Will the Presto Community Ever Be United Again?
If you haven’t noticed yet, there’s drama in Presto-land. There are now two versions of the open source SQL query engine, PrestoDB and PrestoSQL, and each of them have different software foundations behind them. The folks involved with both projects say they want to unite behind a single Presto, but there are significant differences in how they get there.
To quickly recap, Presto is a distributed SQL query engine that emerged out of Facebook in 2013. Whereas Apache Hive (also out of Facebook) excelled at batch analytics, Presto’s forte is running ad hoc analytics against an assortment of data stores. Since it’s just a query engine, as opposed to a full database, it excels in federated environments, which means the data to be queried remains where it’s stored (HDFS, S3, PostgreSQL, etc.) and the query is brought to the data.

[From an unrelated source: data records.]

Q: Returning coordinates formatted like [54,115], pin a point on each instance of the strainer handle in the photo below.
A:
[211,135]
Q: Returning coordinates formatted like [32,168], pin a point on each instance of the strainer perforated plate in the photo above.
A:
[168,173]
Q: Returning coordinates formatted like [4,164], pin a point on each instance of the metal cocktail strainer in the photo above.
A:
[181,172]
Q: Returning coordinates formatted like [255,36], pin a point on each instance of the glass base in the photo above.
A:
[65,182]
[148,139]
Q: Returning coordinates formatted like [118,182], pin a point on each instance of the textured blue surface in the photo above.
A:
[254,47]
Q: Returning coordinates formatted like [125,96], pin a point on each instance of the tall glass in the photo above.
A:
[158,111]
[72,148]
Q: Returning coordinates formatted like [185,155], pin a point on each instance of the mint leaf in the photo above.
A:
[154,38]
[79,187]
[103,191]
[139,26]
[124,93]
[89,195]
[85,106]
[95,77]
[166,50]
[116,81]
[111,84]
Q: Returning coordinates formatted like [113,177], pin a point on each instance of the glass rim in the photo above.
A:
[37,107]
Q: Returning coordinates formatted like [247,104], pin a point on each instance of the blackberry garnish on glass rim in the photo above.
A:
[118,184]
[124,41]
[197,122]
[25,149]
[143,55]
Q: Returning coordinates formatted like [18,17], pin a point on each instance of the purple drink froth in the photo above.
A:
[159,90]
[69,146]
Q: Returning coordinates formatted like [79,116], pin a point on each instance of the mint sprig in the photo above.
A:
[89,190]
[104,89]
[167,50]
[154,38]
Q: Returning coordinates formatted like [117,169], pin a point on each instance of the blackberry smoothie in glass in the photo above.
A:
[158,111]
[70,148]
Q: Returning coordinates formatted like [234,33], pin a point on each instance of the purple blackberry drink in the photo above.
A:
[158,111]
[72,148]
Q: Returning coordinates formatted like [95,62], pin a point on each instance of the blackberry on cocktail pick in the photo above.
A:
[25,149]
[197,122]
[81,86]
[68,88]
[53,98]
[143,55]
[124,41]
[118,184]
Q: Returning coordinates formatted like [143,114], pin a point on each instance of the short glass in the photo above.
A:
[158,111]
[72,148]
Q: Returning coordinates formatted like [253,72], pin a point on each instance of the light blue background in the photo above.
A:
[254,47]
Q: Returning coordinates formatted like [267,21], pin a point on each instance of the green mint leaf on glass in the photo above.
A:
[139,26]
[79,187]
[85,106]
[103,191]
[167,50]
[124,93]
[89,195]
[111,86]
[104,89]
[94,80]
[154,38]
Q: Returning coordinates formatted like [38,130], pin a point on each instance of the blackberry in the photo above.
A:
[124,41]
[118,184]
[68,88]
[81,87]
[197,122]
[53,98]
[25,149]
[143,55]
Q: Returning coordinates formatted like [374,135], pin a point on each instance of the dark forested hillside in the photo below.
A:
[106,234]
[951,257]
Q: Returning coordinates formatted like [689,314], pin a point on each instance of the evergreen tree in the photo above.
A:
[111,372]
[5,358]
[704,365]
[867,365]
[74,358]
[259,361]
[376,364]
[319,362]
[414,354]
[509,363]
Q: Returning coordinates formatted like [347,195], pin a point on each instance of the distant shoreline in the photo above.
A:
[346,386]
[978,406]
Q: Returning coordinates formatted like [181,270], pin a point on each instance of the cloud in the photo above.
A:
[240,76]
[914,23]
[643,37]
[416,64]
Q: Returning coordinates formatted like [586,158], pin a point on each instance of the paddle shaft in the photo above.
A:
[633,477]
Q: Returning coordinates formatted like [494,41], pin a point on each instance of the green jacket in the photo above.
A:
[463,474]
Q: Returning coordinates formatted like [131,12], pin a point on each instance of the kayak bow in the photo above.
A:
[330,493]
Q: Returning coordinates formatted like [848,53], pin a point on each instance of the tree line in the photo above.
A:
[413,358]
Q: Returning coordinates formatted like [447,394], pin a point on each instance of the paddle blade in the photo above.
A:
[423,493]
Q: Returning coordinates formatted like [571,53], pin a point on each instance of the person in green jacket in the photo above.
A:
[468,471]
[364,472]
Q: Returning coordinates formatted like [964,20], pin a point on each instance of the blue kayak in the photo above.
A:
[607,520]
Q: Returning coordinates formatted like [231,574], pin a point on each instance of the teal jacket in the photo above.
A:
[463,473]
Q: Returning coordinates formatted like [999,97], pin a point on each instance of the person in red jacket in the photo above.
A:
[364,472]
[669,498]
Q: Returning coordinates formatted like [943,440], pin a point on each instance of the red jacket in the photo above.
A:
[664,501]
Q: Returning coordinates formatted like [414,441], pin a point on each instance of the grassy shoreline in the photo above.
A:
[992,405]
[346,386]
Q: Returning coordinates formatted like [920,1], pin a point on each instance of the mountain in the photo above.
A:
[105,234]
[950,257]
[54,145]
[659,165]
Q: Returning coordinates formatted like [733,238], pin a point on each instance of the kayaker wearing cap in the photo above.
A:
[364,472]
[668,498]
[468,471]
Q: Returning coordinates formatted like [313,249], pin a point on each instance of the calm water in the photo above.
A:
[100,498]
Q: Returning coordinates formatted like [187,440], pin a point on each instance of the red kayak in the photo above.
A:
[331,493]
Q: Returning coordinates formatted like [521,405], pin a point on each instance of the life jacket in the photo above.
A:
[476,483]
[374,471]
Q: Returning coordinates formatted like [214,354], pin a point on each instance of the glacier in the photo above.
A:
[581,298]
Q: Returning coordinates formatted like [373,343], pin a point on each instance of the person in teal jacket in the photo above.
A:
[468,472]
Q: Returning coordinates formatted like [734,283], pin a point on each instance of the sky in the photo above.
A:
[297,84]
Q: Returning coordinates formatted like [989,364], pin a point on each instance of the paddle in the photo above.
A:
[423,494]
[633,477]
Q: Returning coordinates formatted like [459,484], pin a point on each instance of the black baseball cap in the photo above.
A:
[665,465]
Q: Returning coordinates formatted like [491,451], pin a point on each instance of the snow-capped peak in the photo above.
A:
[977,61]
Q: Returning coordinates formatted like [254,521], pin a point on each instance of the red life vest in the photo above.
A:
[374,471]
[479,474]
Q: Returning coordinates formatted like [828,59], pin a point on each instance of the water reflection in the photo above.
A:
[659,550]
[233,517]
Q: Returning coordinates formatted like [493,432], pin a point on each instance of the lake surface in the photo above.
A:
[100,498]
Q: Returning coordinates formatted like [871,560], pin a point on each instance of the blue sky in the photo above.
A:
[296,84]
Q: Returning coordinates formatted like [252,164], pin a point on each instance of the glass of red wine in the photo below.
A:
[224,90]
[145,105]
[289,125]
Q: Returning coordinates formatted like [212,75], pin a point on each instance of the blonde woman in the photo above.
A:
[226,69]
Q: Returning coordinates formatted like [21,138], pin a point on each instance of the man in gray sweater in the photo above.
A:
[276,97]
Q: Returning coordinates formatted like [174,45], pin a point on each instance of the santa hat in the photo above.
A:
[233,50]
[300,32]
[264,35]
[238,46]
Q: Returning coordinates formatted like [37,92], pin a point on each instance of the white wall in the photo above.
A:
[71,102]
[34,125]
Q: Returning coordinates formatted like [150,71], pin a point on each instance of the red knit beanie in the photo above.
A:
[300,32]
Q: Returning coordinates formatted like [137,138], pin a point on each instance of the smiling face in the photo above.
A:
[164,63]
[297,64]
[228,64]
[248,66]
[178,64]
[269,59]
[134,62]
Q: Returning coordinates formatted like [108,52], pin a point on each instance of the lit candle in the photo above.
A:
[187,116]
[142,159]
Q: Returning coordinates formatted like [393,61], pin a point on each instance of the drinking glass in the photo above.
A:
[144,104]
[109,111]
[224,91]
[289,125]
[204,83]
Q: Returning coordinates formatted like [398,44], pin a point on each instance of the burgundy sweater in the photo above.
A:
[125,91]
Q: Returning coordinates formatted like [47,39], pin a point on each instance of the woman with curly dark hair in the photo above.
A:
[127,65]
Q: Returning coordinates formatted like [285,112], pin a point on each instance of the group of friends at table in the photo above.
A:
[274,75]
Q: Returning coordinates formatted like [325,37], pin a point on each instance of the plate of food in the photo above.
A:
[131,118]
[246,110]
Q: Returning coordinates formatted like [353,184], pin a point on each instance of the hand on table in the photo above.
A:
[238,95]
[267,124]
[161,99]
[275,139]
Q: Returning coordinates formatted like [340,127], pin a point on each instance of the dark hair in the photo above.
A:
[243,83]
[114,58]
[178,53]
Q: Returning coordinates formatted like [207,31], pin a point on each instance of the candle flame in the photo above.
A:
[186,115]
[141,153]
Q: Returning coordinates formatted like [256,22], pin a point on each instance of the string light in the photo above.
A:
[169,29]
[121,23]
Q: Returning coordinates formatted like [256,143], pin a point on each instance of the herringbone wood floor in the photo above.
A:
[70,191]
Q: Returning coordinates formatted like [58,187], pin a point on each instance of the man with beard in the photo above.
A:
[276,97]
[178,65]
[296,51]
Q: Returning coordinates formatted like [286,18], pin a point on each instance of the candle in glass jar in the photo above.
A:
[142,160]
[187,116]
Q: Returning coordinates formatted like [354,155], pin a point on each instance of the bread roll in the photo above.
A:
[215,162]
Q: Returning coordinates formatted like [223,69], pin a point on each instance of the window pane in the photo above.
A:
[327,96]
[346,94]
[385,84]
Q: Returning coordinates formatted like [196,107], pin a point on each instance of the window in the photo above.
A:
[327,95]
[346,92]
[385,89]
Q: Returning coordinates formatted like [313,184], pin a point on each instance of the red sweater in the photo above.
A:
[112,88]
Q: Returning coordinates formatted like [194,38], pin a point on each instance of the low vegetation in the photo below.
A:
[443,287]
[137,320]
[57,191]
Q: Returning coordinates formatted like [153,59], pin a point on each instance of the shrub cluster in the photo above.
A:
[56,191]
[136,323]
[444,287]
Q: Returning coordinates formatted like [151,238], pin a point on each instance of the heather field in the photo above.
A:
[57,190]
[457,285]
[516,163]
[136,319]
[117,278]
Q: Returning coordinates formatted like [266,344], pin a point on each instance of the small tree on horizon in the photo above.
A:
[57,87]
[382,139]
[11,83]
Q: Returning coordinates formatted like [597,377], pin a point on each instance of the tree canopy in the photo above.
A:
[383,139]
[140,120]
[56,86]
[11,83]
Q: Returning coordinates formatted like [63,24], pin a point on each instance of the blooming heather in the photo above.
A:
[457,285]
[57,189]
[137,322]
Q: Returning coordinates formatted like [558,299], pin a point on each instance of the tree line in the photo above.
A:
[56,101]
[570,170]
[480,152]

This description matches both Presto versions that are now at odds with each other. On the one side we have PrestoDB, which is the original version of Presto, as Facebook originally designed it. It is backed by the Presto Foundation, which launched in September 2019 under the auspices of The Linux Foundation. A company called Ahana was recently founded to offer professorial technical support for PrestoDB and develop the PrestoDB ecosystem with support from the Presto Foundation.
On the other side is PrestoSQL, which is a fork of the original PrestoDB tree. PrestoSQL is governed by the Presto Software Foundation, and it’s backed by Starburst, the company that was spun out of Teradata to develop and support PrestoSQL. Starburst employs the three original creators of Presto, who left Facebook to create PrestoSQL, which Starburst’s co-founder says is the community version of Presto.
Datanami recently talked with Starburst and Ahana to get their takes on the situation.
According to Justin Borgman, the co-founder and CEO of Starburst, the three creators of Presto–Martin Traverso, Dain Sundstrom, and David Phillips–decided to leave Facebook in 2018 to ensure that the Presto project was well managed independent of Facebook.
“These three creators really cared about a specific way of how the community would be governed. They wanted to make sure that it was purely meritocratic and that there’s an independent structure outside of Facebook,” Borgman said. “That was the only reason for the split. It wasn’t really technical difference necessarily, other than governance.”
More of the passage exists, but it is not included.